Updating the docker installation resolves the issue. Thanks for finding and reporting it @alex-xage.

My two cents: Perhaps a solution would have been to introduce new tags such as 3.8.0-eclipse-temurin. This would have made it possible to start using it without changing existing tags. I do like that approach for images that provide multiple options for base image such as debian or alpine.

P.S. I totally understand that this kind of issue is missed when testing and therefor republishing the tag isn't considered harmfull.

Edit: Just as I write this you already did it. Thank 👍.

31z4 commented 2 years ago

@alex-xage thanks a lot for your help with resolving the issue! I completely agree with yours and @gjhommersom point about a better way of tagging the image.
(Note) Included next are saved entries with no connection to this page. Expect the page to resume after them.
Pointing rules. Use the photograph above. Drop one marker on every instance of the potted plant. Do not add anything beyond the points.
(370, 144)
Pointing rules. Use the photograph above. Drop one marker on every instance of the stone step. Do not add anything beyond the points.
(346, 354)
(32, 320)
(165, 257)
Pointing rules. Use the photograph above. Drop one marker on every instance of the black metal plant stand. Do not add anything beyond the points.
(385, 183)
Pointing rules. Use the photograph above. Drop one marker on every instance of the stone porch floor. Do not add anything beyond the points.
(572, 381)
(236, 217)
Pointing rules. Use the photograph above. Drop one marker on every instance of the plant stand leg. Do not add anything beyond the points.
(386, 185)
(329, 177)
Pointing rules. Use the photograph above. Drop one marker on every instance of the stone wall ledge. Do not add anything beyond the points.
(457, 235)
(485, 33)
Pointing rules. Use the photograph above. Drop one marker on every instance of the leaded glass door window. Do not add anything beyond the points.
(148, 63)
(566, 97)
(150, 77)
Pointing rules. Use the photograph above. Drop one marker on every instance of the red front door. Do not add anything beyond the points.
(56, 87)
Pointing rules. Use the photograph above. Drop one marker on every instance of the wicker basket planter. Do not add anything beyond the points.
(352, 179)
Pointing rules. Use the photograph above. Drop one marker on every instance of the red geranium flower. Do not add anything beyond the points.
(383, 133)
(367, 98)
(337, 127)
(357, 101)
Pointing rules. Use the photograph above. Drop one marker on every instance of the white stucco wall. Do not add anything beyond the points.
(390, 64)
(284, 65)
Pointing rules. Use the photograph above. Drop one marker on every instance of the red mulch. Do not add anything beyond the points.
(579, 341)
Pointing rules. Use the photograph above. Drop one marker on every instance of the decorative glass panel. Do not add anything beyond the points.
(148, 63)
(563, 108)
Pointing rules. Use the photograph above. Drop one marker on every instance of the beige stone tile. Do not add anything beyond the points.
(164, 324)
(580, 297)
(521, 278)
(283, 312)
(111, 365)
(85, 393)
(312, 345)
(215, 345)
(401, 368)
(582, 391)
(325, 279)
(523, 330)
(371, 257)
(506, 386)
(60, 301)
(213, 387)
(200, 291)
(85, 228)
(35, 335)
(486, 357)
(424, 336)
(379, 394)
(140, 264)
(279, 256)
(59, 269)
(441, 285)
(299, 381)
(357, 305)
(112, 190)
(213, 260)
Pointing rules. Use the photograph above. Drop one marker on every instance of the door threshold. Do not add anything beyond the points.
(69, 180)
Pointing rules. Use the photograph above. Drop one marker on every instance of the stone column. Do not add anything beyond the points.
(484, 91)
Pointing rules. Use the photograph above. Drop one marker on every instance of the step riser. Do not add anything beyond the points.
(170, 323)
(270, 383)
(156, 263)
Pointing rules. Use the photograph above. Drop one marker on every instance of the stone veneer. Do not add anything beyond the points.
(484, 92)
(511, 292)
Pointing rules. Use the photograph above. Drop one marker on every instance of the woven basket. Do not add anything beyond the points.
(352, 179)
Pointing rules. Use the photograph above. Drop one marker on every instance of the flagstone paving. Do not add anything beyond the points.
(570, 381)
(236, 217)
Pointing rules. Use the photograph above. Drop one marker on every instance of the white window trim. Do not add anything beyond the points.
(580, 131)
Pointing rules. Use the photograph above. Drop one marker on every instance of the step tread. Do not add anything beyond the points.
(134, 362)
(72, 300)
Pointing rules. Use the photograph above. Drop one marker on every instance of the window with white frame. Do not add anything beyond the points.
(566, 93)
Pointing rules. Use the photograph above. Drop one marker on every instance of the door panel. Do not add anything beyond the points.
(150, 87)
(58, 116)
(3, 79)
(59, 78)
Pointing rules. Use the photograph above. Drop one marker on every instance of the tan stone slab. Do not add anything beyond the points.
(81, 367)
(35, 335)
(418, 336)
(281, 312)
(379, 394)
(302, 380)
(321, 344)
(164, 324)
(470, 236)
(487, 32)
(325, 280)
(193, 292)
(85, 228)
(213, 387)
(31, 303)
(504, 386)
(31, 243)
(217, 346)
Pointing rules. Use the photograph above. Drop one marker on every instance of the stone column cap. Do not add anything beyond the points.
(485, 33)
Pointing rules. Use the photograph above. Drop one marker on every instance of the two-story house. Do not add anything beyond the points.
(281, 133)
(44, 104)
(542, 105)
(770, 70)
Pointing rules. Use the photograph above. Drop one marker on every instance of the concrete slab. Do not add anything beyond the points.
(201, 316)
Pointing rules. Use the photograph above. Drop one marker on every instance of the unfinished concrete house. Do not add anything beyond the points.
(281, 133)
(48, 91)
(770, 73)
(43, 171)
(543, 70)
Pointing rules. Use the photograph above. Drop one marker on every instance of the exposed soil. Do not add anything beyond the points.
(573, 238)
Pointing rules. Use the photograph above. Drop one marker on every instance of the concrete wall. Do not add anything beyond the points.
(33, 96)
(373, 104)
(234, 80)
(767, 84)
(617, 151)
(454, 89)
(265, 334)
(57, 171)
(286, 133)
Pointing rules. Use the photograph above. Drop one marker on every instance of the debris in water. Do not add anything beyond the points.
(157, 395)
Seems like I underestimated chance of breaking the image versus necessity of migrating from openjdk to eclipse-temurin.

I decided to rollback all version specific tags to openjdk and introduce separate tags for eclipse-temurin. See https://github.com/docker-library/official-images/pull/12949.
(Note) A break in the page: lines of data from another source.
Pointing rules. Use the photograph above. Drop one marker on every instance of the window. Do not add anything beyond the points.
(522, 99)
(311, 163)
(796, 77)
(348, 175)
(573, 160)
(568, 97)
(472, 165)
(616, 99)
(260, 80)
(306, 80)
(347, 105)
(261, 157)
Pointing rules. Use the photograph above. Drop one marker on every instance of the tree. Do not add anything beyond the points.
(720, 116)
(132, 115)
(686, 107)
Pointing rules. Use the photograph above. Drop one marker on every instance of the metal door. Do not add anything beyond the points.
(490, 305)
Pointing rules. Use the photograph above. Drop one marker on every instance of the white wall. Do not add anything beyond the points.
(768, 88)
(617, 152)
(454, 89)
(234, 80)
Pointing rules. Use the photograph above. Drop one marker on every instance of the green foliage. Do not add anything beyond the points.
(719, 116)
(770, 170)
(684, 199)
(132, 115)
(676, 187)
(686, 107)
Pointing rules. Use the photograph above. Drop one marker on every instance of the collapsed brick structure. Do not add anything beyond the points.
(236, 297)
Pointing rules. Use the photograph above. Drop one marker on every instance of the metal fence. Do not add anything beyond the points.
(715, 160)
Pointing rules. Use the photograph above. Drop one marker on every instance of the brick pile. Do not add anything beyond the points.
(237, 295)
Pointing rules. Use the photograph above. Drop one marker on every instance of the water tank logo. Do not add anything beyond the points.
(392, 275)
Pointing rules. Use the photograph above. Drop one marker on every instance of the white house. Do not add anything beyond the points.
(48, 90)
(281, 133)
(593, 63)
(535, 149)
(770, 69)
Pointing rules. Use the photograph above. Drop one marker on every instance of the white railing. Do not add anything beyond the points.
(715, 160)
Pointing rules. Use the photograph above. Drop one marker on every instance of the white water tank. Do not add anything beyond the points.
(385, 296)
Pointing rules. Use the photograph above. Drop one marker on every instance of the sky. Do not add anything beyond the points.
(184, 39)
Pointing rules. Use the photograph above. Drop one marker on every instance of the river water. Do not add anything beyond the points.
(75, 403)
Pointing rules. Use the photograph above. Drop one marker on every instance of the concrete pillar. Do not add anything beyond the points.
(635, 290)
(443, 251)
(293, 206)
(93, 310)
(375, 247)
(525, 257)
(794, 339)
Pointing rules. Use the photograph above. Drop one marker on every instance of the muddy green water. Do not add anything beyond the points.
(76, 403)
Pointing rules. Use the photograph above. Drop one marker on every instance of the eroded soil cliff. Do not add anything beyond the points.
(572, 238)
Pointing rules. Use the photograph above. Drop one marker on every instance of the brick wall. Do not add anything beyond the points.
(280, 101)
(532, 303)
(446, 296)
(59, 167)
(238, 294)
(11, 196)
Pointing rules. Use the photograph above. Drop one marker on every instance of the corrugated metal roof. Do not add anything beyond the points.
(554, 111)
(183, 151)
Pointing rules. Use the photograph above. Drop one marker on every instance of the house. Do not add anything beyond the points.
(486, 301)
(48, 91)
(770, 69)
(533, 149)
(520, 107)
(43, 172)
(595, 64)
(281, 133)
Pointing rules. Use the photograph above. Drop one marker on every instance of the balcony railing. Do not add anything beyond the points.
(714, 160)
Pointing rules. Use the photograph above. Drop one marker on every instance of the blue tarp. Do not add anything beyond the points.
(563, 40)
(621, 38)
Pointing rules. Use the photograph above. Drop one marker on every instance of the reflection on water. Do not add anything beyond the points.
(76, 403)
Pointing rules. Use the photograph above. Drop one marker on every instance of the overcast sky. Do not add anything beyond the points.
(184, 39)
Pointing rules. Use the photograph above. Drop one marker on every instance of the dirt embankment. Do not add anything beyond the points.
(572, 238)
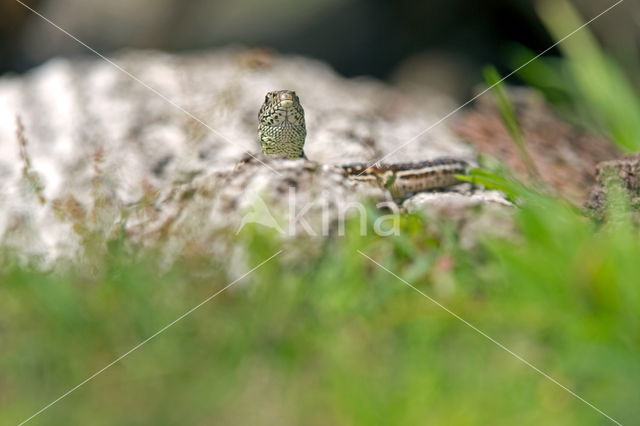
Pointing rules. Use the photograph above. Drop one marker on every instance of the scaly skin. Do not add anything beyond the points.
(282, 131)
(281, 126)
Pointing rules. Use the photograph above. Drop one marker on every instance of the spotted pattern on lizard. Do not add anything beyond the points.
(282, 131)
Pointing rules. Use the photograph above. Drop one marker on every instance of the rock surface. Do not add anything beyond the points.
(621, 173)
(156, 144)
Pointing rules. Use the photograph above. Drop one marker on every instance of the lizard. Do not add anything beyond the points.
(282, 131)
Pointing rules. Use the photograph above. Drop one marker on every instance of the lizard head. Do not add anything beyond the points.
(282, 99)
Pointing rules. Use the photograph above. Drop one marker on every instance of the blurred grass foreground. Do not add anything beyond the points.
(329, 337)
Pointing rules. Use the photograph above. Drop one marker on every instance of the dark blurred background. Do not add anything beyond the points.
(433, 40)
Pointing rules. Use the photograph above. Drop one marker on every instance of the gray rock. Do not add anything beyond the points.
(161, 148)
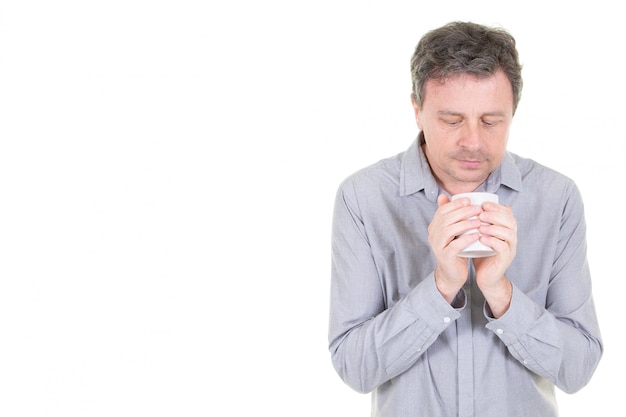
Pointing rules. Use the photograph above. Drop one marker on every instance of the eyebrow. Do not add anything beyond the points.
(455, 113)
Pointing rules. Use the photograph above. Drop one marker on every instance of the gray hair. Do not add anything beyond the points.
(465, 48)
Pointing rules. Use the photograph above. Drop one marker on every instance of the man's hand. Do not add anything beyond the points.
(449, 222)
(499, 231)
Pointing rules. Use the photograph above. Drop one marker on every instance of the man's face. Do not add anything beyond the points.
(465, 121)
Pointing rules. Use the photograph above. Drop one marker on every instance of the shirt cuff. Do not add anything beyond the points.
(518, 319)
(426, 301)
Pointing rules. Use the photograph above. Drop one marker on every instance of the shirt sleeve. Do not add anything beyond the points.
(560, 340)
(369, 342)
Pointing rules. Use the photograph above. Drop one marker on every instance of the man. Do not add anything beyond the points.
(434, 334)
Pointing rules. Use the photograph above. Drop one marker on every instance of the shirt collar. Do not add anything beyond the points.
(415, 174)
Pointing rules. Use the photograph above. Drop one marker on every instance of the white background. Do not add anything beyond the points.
(167, 175)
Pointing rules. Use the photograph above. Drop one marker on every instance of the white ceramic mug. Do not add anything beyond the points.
(477, 249)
Thanks again for your feedback and help, guys.

jonashartwig commented 2 years ago

For completeness: We use the default, no change son zookeeper or its confs on redhat 8.4

Regards

alex-xage commented 2 years ago

@31z4 No worries, we appreciate that you maintain these images for the community.

sean-hernon commented 1 year ago

I've noticed that all of the Dockerfiles in the project now extend from the eclipse-temurin one and that digests on docker hub show that they are the same. I'm getting the above error. Will there be no openjdk-based images going forward?
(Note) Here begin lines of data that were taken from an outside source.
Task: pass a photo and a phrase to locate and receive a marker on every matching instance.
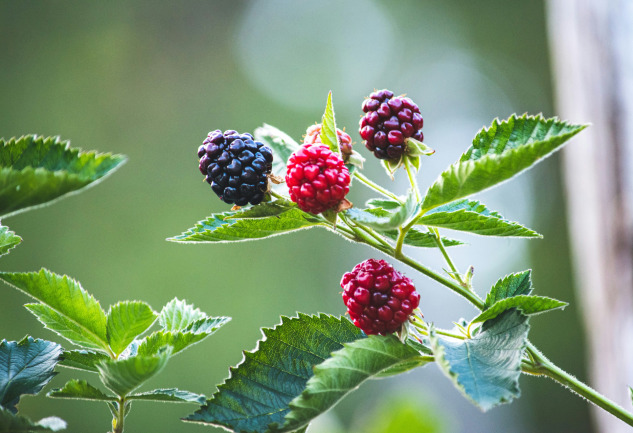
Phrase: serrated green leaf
(66, 308)
(8, 240)
(259, 389)
(127, 320)
(25, 368)
(169, 395)
(36, 170)
(80, 390)
(328, 127)
(485, 368)
(12, 423)
(528, 305)
(472, 216)
(221, 228)
(344, 371)
(281, 144)
(511, 285)
(82, 359)
(499, 153)
(123, 376)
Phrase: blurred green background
(149, 79)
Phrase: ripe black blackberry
(236, 166)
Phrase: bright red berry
(387, 122)
(378, 298)
(317, 178)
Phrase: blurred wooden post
(592, 56)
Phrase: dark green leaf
(345, 370)
(8, 240)
(127, 320)
(66, 308)
(36, 170)
(499, 153)
(123, 376)
(12, 423)
(220, 228)
(169, 395)
(509, 286)
(260, 388)
(474, 217)
(80, 390)
(25, 368)
(486, 368)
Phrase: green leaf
(328, 127)
(499, 153)
(80, 390)
(260, 388)
(486, 368)
(25, 368)
(528, 305)
(127, 320)
(36, 170)
(509, 286)
(8, 240)
(169, 395)
(474, 217)
(66, 308)
(123, 376)
(221, 228)
(12, 423)
(281, 144)
(82, 359)
(344, 371)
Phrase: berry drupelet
(387, 122)
(378, 298)
(236, 166)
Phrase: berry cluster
(317, 178)
(378, 298)
(236, 166)
(387, 122)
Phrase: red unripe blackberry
(378, 298)
(313, 136)
(236, 166)
(317, 178)
(387, 122)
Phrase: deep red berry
(378, 298)
(313, 136)
(387, 122)
(317, 178)
(236, 166)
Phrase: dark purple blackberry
(387, 122)
(236, 166)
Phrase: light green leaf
(66, 308)
(528, 305)
(344, 371)
(12, 423)
(221, 228)
(260, 388)
(36, 170)
(509, 286)
(8, 240)
(82, 359)
(25, 368)
(80, 390)
(485, 368)
(123, 376)
(281, 144)
(499, 153)
(169, 395)
(127, 320)
(472, 216)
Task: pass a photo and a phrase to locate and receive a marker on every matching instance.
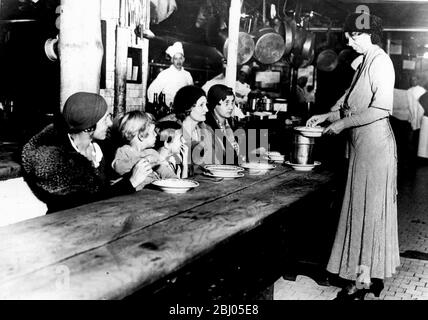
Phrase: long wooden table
(113, 248)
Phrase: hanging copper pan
(290, 30)
(308, 45)
(308, 60)
(269, 47)
(245, 47)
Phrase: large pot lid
(327, 60)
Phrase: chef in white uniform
(170, 80)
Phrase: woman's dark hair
(355, 22)
(185, 99)
(217, 93)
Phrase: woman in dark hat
(64, 165)
(365, 250)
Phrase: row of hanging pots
(269, 46)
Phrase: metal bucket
(302, 150)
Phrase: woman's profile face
(358, 41)
(103, 125)
(199, 110)
(225, 107)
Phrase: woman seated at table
(221, 101)
(190, 108)
(65, 166)
(172, 148)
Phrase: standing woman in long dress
(365, 249)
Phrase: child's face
(176, 143)
(150, 140)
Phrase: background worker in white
(170, 80)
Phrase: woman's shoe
(351, 292)
(376, 287)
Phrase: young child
(138, 131)
(172, 148)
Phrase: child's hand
(140, 172)
(184, 152)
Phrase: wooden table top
(110, 249)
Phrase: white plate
(223, 175)
(258, 168)
(175, 185)
(223, 168)
(275, 159)
(303, 167)
(310, 131)
(274, 156)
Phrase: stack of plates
(274, 156)
(303, 167)
(223, 171)
(175, 185)
(258, 168)
(311, 132)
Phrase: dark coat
(63, 178)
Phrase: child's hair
(133, 123)
(166, 132)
I've noticed that -openjdk tagged images are on dockerhub, but there are no such Dockerfiles in the repo, so presumably I should not switch to these, as they are deprecated?

Thank you.

Screenshot 2023-02-07 at 15 16 04
31z4 commented 1 year ago

Yes, openjdk based images are completely deprecated and will not receive any updates moving forward. Also see https://github.com/docker-library/official-images/pull/12949#issuecomment-1383656252

sean-hernon commented 1 year ago

Yes, openjdk based images are completely deprecated and will not receive any updates moving forward. Also see docker-library/official-images#12949 (comment)

Thank you, @31z4